Okay, so once again a little frustrated, Aunty Sandy and I turn to leave. She calls after us... "If there's a line, just go right up to the agent you spoke with." (P.S. I just made accidental eye contact with this adorably attractive guy a few rows over. Yum. Also, the girl behind me is on the phone with her boyfriend and she's being terribly mushy, lovey-dovey, and altogether annoyinng.) Anyway, so I go back to the United counter and feel completely guilty about not only cutting in front of everyone but saying something rude when that couple cut in front of me (a little perspective, maybe?) So I talk with Fabulous Barbara again who says it's silly they wouldn't check me in. They had everything they needed. She immediately gets on the phone with Alaska and magically fixes everything--while making jokes about rookies, "we all have to start somewhere don't we?" I thank her profusely one more time and head back over to Horizon once again to check my bags.
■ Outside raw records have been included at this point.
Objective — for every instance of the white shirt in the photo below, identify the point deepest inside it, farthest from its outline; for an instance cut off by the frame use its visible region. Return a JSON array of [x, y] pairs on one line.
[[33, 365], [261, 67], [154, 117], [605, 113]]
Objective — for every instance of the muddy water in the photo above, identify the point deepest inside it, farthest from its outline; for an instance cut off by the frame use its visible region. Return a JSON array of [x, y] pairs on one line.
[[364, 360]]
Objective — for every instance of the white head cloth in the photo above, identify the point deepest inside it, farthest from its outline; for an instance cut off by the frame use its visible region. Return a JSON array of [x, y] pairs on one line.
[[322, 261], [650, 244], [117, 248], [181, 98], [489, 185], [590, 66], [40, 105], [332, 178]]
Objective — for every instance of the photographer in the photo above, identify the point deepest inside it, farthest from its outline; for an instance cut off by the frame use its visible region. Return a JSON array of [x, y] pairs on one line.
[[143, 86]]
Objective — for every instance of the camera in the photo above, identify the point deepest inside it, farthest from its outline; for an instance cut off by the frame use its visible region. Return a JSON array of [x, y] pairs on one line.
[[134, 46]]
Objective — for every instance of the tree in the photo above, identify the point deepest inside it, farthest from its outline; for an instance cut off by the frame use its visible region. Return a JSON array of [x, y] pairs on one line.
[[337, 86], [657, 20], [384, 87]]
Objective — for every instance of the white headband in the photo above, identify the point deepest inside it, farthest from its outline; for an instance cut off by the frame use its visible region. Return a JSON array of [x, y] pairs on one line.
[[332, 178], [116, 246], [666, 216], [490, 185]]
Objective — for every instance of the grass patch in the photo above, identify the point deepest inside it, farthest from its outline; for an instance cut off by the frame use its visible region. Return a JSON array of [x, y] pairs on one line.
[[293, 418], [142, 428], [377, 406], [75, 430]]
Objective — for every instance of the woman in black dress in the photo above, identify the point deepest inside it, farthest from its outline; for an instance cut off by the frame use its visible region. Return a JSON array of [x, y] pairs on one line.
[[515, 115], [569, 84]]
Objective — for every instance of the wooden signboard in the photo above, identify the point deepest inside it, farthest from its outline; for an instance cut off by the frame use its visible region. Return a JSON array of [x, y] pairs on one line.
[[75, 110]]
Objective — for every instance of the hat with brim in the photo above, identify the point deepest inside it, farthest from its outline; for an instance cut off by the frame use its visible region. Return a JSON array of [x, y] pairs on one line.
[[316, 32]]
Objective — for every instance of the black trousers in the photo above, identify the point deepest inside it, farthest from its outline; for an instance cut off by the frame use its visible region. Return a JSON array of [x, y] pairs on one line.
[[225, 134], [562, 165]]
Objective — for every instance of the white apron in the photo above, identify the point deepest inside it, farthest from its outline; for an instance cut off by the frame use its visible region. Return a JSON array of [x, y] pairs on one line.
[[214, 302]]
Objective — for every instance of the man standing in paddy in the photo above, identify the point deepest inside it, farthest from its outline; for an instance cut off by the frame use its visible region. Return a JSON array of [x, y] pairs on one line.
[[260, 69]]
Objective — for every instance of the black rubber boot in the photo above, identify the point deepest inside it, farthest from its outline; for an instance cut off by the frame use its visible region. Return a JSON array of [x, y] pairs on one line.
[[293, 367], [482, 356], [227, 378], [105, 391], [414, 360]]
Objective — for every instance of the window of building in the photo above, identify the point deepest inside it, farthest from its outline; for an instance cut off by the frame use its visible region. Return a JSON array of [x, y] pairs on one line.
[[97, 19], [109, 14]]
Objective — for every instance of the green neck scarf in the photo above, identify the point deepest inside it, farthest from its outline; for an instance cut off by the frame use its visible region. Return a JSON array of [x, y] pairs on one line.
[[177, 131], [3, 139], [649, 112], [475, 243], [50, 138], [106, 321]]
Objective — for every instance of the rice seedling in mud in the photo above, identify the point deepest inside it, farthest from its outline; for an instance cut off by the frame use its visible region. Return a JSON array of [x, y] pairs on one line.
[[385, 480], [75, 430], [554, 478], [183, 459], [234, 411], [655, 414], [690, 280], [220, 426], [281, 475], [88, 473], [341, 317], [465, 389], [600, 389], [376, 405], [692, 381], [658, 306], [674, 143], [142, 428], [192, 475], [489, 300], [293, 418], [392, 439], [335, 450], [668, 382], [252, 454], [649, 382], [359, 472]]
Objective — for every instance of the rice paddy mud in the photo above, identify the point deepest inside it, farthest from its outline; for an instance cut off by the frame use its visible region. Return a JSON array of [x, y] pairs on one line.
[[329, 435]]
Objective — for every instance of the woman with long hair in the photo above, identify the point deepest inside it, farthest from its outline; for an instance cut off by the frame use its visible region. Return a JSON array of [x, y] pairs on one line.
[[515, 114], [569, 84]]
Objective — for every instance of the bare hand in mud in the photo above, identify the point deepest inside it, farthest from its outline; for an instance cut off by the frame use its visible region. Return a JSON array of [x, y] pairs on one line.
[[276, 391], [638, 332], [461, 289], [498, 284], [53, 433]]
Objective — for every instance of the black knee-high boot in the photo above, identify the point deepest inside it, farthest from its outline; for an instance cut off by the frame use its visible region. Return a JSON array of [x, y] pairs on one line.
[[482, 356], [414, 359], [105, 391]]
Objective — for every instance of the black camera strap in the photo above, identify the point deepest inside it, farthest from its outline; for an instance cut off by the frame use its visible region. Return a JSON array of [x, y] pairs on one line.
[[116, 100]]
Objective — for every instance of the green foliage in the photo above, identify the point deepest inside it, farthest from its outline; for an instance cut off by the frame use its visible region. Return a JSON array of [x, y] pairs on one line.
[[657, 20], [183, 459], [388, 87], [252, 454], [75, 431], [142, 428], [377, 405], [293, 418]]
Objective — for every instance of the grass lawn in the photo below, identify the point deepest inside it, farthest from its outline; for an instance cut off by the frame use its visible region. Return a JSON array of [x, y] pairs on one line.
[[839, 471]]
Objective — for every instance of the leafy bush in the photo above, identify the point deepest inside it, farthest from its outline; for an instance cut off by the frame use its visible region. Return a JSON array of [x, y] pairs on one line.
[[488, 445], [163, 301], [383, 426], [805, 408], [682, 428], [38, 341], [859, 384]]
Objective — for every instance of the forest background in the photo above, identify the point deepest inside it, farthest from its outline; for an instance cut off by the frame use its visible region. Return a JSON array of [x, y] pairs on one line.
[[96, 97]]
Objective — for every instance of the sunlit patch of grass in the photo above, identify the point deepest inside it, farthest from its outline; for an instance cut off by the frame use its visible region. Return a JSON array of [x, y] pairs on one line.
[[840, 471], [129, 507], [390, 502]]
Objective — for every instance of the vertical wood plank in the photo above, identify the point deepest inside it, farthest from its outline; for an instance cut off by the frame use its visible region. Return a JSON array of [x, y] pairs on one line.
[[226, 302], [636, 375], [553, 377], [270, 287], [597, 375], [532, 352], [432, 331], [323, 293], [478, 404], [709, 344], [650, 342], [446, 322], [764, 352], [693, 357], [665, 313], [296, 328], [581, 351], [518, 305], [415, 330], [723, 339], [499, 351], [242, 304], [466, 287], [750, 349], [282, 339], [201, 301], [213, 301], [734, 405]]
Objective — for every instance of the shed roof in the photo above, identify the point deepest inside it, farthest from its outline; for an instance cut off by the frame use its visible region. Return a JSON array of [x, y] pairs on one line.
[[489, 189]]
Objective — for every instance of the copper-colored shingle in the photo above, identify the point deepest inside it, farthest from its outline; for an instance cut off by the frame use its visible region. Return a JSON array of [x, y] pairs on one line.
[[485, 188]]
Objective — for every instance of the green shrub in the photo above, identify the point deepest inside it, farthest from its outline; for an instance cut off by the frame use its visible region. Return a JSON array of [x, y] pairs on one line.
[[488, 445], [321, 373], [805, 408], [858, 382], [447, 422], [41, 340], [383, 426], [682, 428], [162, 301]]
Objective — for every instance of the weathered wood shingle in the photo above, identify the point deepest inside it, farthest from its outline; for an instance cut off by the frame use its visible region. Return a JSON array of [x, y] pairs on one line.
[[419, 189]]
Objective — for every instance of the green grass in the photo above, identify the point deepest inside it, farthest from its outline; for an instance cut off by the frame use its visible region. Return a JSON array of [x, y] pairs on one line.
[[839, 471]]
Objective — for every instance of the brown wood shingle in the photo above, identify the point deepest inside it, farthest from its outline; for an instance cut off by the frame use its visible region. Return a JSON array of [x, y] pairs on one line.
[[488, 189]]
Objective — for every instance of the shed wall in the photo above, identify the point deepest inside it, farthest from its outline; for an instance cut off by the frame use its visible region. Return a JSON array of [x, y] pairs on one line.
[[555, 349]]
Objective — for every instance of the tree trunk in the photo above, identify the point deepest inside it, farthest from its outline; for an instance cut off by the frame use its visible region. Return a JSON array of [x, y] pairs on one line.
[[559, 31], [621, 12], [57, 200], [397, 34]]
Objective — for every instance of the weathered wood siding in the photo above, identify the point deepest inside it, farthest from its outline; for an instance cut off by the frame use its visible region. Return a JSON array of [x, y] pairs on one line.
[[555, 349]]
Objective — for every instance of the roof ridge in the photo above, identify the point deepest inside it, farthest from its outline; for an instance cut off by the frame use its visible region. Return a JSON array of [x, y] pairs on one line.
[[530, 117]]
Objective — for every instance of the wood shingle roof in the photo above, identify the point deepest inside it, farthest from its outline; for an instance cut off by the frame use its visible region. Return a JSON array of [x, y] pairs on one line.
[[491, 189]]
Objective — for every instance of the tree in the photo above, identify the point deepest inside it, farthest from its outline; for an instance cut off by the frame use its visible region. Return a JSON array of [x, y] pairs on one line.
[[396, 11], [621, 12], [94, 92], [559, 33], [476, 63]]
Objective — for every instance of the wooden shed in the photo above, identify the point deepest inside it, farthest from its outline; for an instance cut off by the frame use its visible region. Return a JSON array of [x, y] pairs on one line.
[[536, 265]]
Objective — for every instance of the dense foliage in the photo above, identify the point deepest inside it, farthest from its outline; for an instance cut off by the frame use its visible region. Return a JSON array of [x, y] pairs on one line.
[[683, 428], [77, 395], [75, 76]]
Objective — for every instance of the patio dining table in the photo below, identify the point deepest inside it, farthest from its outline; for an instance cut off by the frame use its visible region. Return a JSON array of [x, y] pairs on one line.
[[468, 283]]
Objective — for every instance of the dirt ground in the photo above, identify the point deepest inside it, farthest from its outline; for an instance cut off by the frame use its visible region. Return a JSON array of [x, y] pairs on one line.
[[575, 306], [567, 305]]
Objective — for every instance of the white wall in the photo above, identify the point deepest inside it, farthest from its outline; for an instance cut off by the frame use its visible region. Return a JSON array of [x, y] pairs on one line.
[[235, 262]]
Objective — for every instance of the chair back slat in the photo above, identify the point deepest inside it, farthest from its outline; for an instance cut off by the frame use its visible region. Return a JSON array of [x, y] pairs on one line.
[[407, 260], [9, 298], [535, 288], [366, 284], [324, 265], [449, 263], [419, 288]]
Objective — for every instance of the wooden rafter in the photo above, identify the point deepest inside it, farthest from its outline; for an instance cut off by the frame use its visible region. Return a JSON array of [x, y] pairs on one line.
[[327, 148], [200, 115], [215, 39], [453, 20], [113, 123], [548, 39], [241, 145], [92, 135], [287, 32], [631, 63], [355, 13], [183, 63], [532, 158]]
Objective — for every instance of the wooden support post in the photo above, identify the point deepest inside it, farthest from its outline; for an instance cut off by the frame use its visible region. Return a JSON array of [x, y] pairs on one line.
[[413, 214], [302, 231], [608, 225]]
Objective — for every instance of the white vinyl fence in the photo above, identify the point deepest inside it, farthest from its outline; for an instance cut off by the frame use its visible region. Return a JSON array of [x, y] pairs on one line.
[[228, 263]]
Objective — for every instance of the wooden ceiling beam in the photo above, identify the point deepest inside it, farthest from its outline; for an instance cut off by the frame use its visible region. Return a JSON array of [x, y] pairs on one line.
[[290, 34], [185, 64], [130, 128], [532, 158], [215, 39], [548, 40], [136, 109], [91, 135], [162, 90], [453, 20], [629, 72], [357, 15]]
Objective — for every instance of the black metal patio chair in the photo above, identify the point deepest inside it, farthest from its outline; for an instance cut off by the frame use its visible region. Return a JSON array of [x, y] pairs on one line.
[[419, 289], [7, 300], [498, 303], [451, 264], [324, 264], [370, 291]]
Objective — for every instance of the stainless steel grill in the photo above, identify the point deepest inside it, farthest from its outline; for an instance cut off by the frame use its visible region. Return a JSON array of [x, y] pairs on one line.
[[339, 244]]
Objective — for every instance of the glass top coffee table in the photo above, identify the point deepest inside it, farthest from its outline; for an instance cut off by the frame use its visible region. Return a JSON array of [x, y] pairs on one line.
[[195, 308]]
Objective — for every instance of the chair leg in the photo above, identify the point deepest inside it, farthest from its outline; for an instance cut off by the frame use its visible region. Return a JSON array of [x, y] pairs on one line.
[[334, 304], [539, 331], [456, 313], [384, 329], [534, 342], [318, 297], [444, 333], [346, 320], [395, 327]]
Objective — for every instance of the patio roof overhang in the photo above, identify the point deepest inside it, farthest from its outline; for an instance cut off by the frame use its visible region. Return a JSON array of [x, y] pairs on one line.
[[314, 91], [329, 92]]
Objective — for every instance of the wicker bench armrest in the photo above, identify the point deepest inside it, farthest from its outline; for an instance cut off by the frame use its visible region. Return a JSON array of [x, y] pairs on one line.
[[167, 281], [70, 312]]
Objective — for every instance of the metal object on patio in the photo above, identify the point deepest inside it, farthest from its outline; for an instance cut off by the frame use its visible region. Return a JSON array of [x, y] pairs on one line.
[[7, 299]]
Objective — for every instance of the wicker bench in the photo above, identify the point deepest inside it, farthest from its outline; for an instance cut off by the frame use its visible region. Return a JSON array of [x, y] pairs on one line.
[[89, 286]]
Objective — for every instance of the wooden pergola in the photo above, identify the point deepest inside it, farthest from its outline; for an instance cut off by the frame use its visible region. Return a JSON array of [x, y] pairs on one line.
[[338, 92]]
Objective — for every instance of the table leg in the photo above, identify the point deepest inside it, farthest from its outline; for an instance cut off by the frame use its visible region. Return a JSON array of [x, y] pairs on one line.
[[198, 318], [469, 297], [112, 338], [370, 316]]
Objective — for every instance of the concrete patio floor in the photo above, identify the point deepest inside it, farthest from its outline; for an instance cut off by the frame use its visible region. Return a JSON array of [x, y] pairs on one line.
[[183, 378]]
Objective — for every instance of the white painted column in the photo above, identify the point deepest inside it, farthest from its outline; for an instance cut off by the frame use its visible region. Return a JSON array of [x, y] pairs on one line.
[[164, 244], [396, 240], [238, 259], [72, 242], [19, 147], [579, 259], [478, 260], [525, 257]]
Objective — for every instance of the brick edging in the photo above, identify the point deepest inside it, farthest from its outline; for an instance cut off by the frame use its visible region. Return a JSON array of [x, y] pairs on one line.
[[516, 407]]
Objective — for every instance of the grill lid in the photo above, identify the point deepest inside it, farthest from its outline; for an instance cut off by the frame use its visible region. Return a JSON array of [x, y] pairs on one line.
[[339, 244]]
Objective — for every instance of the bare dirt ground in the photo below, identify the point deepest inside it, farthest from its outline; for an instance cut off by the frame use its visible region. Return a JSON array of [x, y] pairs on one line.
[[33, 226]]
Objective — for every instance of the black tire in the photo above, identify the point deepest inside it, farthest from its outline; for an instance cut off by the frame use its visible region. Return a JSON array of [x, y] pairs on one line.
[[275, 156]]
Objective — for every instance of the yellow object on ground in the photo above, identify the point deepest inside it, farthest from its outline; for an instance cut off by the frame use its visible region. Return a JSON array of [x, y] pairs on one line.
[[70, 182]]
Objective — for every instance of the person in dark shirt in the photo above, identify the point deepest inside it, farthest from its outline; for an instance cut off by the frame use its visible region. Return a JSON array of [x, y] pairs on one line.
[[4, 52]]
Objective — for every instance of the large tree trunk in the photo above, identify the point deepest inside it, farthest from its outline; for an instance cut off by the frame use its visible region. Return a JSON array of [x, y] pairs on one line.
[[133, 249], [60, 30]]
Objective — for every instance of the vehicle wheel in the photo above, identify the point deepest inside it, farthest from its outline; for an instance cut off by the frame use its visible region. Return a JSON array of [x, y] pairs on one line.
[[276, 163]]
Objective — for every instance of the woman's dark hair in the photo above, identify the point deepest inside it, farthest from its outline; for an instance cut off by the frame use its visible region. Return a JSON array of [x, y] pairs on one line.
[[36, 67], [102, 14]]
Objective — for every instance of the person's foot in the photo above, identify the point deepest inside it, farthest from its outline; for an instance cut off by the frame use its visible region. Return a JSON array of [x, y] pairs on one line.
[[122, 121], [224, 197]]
Barb's instructions, "just ask for Liz" repeating in my head. Got it. I get up there and ask for Liz. I can follow directions. :) The guy, Daniel, looks me up and down and his eyes tell me, "We don't need Liz." He takes care of it and somewhat creepily leans against the counter with his foot up on the baggage scale... he asks me if I know where to take my baggage in this weird voice and a chill goes down my spine. He points me in the right direction and I'm finally checked in and headed toward security.

Wednesday, August 8, 2007

And so it begins

Crap... one more reason and avenue to avoid homework.

Starting this up as a side project for an in-class project/presentation on technology, students, and the classroom.  We're focusing our presentation mostly on Myspace, but we also discuss blogs.  Neither my partner nor I have ever had a blog. 
So I figured I'd start one.   Here goes.